Les yeux d’Anita s’étaient mouillés de larmes, mais je ne savais pas si c’était ma faute ou celle des oignons.
« Tu veux tout gâcher ! m’a-t-elle crié. Et moi qui voulais te faire une surprise ! S’il te plaît, nous pourrions partir juste pour les vacances ? Qu’est-ce que tu en dis ?
— Cet immeuble ne bougera pas d’ici, ai-je dit d’une voix forte. C’est mon dernier mot. »
Anita s’est levée d’un bond, agitant un petit couteau de cuisine sous mon nez, puis elle a enchaîné :
« Puisque c’est comme ça, nous n’attendrons plus. Nous larguons les amarres immédiatement.
— Parce que tu penses peut-être que tu sais comment faire ? » l’ai-je questionnée d’un ton railleur.
Elle a grimacé un sourire, puis m’a dit que, en effet, elle savait comment s’y prendre. Elle a fermé les yeux, et son front s’est plissé. C’est à cet instant que j’ai ressenti la première secousse, presque imperceptible. La suivante a fait trembler la vaisselle qui séchait sur l’égouttoir. À la troisième, le calendrier épinglé au mur est tombé. Je lui ai demandé ce qu’il se passait, mais elle n’a pas répondu. Elle souriait, les paupières closes. Les secousses se succédaient, de plus en plus fortes et prolongées. Je lui ai dit qu’on allait voir ce qu’on allait voir, je suis sorti de notre appartement et j’ai descendu les escaliers quatre à quatre.
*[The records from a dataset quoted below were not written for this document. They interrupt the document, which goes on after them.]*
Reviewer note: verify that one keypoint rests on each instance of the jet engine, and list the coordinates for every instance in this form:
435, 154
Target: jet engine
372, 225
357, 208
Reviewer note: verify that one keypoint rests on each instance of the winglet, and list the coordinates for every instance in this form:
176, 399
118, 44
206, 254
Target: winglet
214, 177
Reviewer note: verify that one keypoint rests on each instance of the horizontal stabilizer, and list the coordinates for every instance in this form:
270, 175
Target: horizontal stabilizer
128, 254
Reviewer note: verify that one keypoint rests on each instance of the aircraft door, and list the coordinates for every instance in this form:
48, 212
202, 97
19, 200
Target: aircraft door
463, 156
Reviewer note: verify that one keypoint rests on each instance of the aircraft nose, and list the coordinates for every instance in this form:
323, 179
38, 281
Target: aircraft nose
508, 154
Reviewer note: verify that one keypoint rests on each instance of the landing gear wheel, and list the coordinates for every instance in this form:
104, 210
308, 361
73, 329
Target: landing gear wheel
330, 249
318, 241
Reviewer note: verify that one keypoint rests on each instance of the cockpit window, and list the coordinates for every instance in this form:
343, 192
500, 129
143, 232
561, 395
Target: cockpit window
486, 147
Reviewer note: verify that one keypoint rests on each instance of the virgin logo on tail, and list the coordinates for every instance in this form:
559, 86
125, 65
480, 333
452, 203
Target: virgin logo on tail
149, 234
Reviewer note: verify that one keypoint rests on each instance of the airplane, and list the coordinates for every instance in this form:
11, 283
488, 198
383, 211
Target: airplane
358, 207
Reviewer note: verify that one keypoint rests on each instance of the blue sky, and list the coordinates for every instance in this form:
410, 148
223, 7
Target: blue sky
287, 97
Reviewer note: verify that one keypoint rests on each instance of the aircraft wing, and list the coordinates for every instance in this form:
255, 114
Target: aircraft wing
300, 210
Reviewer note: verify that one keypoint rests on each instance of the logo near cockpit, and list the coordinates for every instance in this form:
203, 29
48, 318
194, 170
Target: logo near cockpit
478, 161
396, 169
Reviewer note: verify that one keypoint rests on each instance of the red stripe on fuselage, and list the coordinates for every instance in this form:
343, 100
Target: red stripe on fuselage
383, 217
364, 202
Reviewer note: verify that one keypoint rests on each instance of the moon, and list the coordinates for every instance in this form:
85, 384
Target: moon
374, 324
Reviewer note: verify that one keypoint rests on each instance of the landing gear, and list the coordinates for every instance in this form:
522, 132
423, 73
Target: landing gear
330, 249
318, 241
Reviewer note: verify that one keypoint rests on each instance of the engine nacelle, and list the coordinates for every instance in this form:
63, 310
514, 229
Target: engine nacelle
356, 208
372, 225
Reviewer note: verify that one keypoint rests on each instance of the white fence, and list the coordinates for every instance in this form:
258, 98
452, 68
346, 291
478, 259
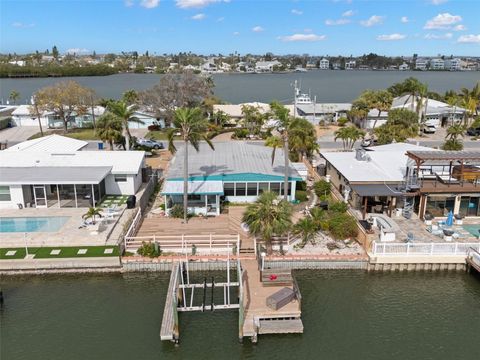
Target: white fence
430, 249
211, 244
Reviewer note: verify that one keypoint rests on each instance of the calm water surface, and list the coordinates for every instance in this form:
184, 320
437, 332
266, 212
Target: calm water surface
328, 86
346, 314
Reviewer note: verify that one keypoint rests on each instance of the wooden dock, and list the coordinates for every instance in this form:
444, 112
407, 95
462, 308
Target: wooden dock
258, 318
169, 329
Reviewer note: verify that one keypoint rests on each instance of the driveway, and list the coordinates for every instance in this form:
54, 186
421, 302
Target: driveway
17, 134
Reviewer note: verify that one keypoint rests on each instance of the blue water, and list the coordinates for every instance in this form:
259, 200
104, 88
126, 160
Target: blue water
32, 224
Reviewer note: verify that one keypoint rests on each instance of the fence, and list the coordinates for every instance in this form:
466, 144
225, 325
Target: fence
430, 249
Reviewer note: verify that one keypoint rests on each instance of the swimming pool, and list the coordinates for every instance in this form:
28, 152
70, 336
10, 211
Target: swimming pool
32, 224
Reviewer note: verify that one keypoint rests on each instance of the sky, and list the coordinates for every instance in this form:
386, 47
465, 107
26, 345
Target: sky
315, 27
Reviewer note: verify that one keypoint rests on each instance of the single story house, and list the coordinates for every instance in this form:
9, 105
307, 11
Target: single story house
67, 178
235, 171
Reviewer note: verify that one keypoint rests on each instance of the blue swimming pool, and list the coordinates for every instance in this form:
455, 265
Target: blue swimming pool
32, 224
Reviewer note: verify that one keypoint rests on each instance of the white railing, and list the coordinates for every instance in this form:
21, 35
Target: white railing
430, 249
211, 244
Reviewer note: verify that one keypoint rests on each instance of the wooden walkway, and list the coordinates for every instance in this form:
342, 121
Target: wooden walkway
259, 318
169, 329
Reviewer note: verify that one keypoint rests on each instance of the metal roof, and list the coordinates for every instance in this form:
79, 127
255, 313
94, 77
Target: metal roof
229, 158
53, 175
444, 155
194, 187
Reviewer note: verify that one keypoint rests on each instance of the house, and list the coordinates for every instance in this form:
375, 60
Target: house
372, 179
437, 64
235, 171
421, 64
324, 64
350, 65
67, 179
50, 143
266, 66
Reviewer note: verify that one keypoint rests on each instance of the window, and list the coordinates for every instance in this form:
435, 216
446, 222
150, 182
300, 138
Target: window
5, 193
240, 189
120, 178
252, 189
229, 189
262, 187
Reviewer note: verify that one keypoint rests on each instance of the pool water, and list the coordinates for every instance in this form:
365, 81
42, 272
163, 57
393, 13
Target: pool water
32, 224
473, 229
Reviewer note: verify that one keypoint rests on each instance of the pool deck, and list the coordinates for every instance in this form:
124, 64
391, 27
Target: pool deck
68, 235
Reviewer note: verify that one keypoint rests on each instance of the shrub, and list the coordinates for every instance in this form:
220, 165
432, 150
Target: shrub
149, 249
342, 121
342, 226
338, 207
322, 188
301, 195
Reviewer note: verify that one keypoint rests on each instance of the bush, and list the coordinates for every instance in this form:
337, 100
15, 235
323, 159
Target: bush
342, 121
149, 249
301, 195
338, 207
342, 226
322, 188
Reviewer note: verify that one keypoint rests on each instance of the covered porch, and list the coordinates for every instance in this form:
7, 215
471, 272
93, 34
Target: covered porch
203, 196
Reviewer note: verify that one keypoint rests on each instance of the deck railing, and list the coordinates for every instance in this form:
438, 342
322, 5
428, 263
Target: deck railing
430, 249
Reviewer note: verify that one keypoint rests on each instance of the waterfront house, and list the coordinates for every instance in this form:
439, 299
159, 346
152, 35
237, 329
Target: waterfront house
235, 171
67, 178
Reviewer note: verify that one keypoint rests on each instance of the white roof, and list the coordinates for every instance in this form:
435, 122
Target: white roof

Dans la rue, Felipe examinait la base de l’immeuble. Celle-ci s’était soulevée de plusieurs centimètres et le béton était craquelé tout autour. Et cela continuait !
De sa fenêtre, Mme Garcia appelait son mari. Je ne comprends pas l’espagnol, mais elle lui a fait signe de rentrer à l’intérieur. Felipe a crié quelque chose qui ne devait pas être très poli, car sa femme est devenue rouge et a crié de plus belle.
Sans plus attendre, j’ai attrapé Felipe par les épaules et l’ai secoué jusqu’à ce qu’il cesse de lancer des imprécations à sa femme et qu’il m’accorde son attention. Je l’ai convaincu que nous devions retenir l’immeuble avant qu’il ne s’envole. « Des amarres ! hurlai-je, voilà ce qu’il nous faut ! » Nous nous sommes rués vers le magasin Montagne Sport, situé cent mètres plus loin, au coin de la rue. Trois minutes plus tard nous en sommes sortis avec deux épais rouleaux de corde d’escalade. Dans l’intervalle, notre immeuble s’était soulevé de près d’un mètre, laissant apparaître les fondations. Une canalisation s’était rompue, et une petite mare se formait rapidement sur la chaussée.
Il n’y avait plus une minute à perdre ! Tout autour, le béton du trottoir craquait et se cassait comme une simple gaufrette. Felipe m’a fait la courte échelle et m’a propulsé dans la cage d’escalier, où j’ai solidement lié les cordes à la rambarde. J’ai jeté les rouleaux dans la rue et j’ai sauté à leur suite sur le bitume. Il n’y avait pas de point d’ancrage ! En désespoir de cause, Felipe et moi avons amarré la bâtisse à un panneau d’interdiction de stationner et à une Fiat panda garée sur le trottoir d’en face. Le dernier nœud serré, je me suis retourné vers l’immeuble avec un regard de triomphe. Les cinq étages de bétons flottaient au-dessus d’un trou profond. Les cordes se tendaient déjà.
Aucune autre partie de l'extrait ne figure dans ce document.